MOLISE
Bruxelles semplifica le qualifiche straniere, e il Molise conta i suoi vuoti
La Commissione propone regole più semplici per il riconoscimento dei titoli extra-Ue: per una regione che perde residenti ogni anno, è una porta che si apre o l'ennesima che resta socchiusa
Antonio Petrella655 wordsEdition №121domenica 20 settembre 2026 — Edizione № 121
Questa settimana la Commissione europea ha proposto nuove regole per rendere più semplice il riconoscimento delle qualifiche professionali dei cittadini extra-Ue, secondo quanto riporta The Local Italy. È una lamentela ricorrente tra chi si trasferisce nel blocco: medici, infermieri, ingegneri e artigiani arrivati da fuori che si ritrovano con un titolo di studio che nessuno riconosce.
Per il Molise, la regione con la popolazione più anziana e il saldo migratorio tra i più negativi d'Italia, la notizia ha un doppio fondo. Da un lato è la conferma che Bruxelles ragiona su come attrarre manodopera qualificata da fuori. Dall'altro resta aperta la domanda che ogni piccolo comune dell'interno si pone: chi vuole venire qui.
La proposta è ancora una proposta: dovrà passare il percorso legislativo europeo, e non è dato sapere quali Stati membri la sosterranno con convinzione. The Local Italy la presenta come una misura pensata per chi è già dentro l'Unione e si scontra con la burocrazia, non come un programma di reclutamento.
Il tema delle qualifiche non riconosciute riguarda da vicino anche il personale sanitario. Il Molise, come molte regioni del Sud, convive da anni con la difficoltà di coprire i turni nei presidi ospedalieri periferici. Se un medico formato fuori dall'Unione potesse ottenere il riconoscimento del titolo in tempi ragionevoli, l'effetto si vedrebbe prima nei reparti che nei corridoi di Bruxelles.
C'è poi il capitolo dell'agricoltura, che in Molise resta uno dei pochi settori capaci di assorbire lavoro stagionale. Le competenze tecniche — agronomi, tecnici della filiera, operatori specializzati — sono spesso coperte da lavoratori stranieri già presenti sul territorio, ma con percorsi di qualificazione frammentati. Una regola europea più chiara non risolve la domanda, però toglie un ostacolo a chi vuole restare e lavorare legalmente.

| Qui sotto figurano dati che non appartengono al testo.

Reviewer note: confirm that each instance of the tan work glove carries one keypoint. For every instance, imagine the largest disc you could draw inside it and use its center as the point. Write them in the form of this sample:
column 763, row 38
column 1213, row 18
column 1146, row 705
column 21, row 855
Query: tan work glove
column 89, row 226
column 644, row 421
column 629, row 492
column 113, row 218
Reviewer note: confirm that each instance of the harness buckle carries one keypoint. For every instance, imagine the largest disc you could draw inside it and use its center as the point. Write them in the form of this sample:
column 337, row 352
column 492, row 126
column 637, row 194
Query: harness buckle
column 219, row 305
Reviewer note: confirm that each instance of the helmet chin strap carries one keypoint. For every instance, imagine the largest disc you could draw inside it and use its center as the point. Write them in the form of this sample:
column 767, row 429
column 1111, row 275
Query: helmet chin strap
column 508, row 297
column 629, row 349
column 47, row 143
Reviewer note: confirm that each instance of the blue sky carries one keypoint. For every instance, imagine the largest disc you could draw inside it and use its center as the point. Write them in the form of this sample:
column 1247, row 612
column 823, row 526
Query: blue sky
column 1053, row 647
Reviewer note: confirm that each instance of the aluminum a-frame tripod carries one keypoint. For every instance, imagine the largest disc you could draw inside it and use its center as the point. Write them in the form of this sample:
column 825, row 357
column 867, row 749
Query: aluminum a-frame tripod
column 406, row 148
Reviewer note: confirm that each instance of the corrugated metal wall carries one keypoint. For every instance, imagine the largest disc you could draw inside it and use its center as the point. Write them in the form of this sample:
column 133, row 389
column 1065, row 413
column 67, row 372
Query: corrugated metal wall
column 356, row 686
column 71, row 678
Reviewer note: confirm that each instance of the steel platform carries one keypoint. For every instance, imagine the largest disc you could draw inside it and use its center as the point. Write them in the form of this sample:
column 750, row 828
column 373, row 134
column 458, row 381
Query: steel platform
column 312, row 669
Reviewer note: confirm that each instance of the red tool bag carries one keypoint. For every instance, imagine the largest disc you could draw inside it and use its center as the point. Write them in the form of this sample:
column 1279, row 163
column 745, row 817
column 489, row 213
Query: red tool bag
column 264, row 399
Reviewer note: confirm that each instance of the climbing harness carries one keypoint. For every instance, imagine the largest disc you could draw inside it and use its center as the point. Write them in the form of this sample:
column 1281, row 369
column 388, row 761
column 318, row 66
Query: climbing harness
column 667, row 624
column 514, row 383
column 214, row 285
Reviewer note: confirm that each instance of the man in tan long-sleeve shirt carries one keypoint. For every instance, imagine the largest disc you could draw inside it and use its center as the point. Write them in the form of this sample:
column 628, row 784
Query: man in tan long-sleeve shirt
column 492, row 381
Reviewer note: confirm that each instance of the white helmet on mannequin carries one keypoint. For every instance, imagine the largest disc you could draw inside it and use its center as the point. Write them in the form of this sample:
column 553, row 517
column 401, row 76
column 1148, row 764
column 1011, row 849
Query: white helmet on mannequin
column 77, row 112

Va detto con prudenza: la proposta non contiene, per quanto riportato, misure specifiche per le aree interne o per le regioni in declino demografico. È una riforma del riconoscimento, non una politica di coesione. Chi spera che Bruxelles risolva il problema dei paesi che si svuotano resta in attesa di altri strumenti, quelli dei fondi strutturali.
Sul piano pratico, il riconoscimento delle qualifiche è da anni un nodo anche per i professionisti europei che si spostano dentro l'Unione, figurarsi per chi arriva da fuori. La Commissione, secondo The Local Italy, interviene proprio su questo punto: rendere il percorso meno opaco, con procedure più uniformi tra gli Stati membri.
Per una regione come il Molise la partita si gioca su due fronti opposti. Da una parte c'è la necessità di attrarre competenze che il territorio non produce più, dall'altra la realtà di un mercato del lavoro sottile, con poche posizioni qualificate e salari contenuti. Un titolo riconosciuto è una condizione necessaria, non sufficiente.
Restano i numeri che nessuna direttiva europea cambia: la popolazione molisana è scesa sotto i 290.000 residenti e continua a calare, con i giovani che emigrano verso il Nord e verso l'estero. Le nuove regole sulle qualifiche potrebbero rendere il Molise più accessibile a chi arriva da lontano, ma non lo renderanno più attraente di per sé.
C'è anche un risvolto simbolico che riguarda i piccoli comuni dell'interno, quelli che hanno sperimentato negli anni i programmi per attirare nuovi residenti. Le storie di chi si è trasferito dall'estero in questi borghi sono spesso storie di competenze sprecate o di titoli mai riconosciuti. Se la proposta della Commissione andrà in porto, alcune di quelle storie potrebbero avere un seguito diverso.
La palla, però, passa agli Stati membri e al Parlamento europeo. I tempi delle istituzioni comunitarie non sono quelli di un comune che chiude una scuola elementare per mancanza di bambini. La riforma, se arriverà, arriverà con calma.
Nel frattempo il Molise continua a fare quello che sa fare: perdere abitanti e sperare che qualcuno, da fuori, decida che vale la pena fermarsi. Che il titolo di studio gli venga riconosciuto è il minimo che si possa chiedere.
Filing from Campobasso — yes, it exists.